I personally need to remember the lesson of the bull in the china shop. Whatever problems he may have, he left them at the barn. His memory of problems is negligible anyway. He's certainly not dwelling on them. And now, somehow, life and circumstances have brought him to a china shop. No time to sit and stew.
The door's open, he wanders in. Then everything goes crazy. The owner of the shop throws up his hands and shrieks, the bull is confused but still a strong presence, and in a moment, he's thrashing about, not remembering the door. He destroys a ton of china, he topples and shatters glass cases and fancy racks, and it's a complete disaster. Then one last bit of craziness finds him charging a wall and coming through the other side.
The lesson, at least for me, is to learn to contextualize your problems, rise above them, and charge on on your merry way. Do your best to defeat self-defeat, then defeat it some more, just for good measure.
It's been one of those weeks. Just like the book of Job, only there's no one escaping and showing up at my door with the bad news. Everyone is consumed, there's no one left. But thanks to the miracle of phones, messages, Facebook, and other communications, I hear reports from the front. Involving this, that, and the other loved one. And involving me, suddenly given to lots of traveling, extra work, and vast financial outlays.
It's times like this that I'd love to go dormant, to hibernate somewhere, in a pest-free, climate-controlled cave. Let's picture it. Like the pictures of Jesus' tomb, utterly neat, a centralized rock slab with a firm mattress on it. Some baffling on the wall to keep down noise. Some of Kafka's doormen outside to keep visitors away. No TV. Maybe an iPod. A little family of mute fairies to freshen me up and the place, then vanish. Patchouli scent, not overpowering, just right. And if the outside world needs anything, it goes dormant, too, till I wake up and finally venture forth refreshed.
But since none of that happens -- mute fairies are a bastard to find -- the next best thing is to get a rock-solid attitude, and not let anything get you down for long. The real problem, simply put, isn't any one of the challenges, but self-defeat. Looking at life all wrong. And as said above, failing to contextualize.
Life is suffering. But there's ways to rise above it. Actually, just knowing that much is the insight, like Buddha. But I'm like most people, needing practical steps. A key step is to know that self-defeat causes more problems, adds to the burden. You're only making it worse. But the bull isn't worried that a couple of the herd are sick or dying. He's not mourning his old calves' problems. He's thrashing about in whatever weird joy that is.

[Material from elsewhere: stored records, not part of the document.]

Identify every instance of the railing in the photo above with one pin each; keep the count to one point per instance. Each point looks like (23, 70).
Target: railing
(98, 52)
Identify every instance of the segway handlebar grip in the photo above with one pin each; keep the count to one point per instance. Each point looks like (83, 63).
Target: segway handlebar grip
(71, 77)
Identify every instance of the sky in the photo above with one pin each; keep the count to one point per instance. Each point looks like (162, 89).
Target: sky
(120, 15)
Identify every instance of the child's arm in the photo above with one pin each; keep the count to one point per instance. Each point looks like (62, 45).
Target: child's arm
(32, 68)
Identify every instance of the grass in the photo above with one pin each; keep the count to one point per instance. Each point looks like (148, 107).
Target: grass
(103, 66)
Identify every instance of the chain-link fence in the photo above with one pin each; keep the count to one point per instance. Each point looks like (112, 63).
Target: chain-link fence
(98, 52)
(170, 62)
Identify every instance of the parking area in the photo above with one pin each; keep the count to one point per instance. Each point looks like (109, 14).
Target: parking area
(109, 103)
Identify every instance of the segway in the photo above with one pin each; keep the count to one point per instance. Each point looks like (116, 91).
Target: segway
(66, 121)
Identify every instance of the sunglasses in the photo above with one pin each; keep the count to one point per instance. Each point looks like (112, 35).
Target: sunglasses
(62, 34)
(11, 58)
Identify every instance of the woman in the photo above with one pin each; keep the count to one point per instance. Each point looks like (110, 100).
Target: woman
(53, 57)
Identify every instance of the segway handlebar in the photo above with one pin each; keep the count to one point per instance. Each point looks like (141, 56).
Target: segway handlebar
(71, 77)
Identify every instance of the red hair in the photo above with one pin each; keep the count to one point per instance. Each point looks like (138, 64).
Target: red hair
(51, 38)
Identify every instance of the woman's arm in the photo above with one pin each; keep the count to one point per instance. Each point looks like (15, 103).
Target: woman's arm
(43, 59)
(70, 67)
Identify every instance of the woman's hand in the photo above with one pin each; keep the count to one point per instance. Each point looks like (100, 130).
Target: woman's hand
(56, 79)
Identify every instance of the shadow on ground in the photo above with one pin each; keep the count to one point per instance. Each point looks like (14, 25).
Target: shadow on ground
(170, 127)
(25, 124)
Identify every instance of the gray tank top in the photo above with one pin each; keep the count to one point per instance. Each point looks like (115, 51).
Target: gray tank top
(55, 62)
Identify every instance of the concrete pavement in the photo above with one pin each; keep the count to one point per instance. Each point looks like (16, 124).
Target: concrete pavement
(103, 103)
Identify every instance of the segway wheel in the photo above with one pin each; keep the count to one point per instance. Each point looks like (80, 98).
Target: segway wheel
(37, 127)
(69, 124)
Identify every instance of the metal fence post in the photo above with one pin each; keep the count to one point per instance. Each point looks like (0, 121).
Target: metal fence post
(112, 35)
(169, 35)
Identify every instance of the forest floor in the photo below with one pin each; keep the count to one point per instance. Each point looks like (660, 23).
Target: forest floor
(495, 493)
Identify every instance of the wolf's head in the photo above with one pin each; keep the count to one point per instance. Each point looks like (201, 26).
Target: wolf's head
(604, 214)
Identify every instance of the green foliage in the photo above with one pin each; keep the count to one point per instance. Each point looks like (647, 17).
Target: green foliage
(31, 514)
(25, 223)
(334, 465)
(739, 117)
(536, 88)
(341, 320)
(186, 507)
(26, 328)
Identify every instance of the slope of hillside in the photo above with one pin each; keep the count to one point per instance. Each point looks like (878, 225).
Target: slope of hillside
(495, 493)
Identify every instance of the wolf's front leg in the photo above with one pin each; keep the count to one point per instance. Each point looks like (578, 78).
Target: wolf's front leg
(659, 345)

Or, you can realize that if you were happy before, then at some level you're still happy now. The world had a trillion problems before -- what's a few more? Or, to really contextualize it, your little moment of life is just a flash anyway. It didn't bother you when asteroids were hitting everywhere and killing the dinosaurs. The World Wars didn't bother you. And it's not going to bother you, someday, when the world's being burnt to a crisp by a red giant sun. So you have a few dinky problems today! Who doesn't?
I feel that old bull strength coming back. Don't let your psychological head muscles flaccidify. (Spell check says that ain't a word.) Don't let your brain atrophy. Get up and get back at 'em! Self-defeat: Just another word for an interstate rest stop without facilities, mostly a worthless interruption in the overall trip.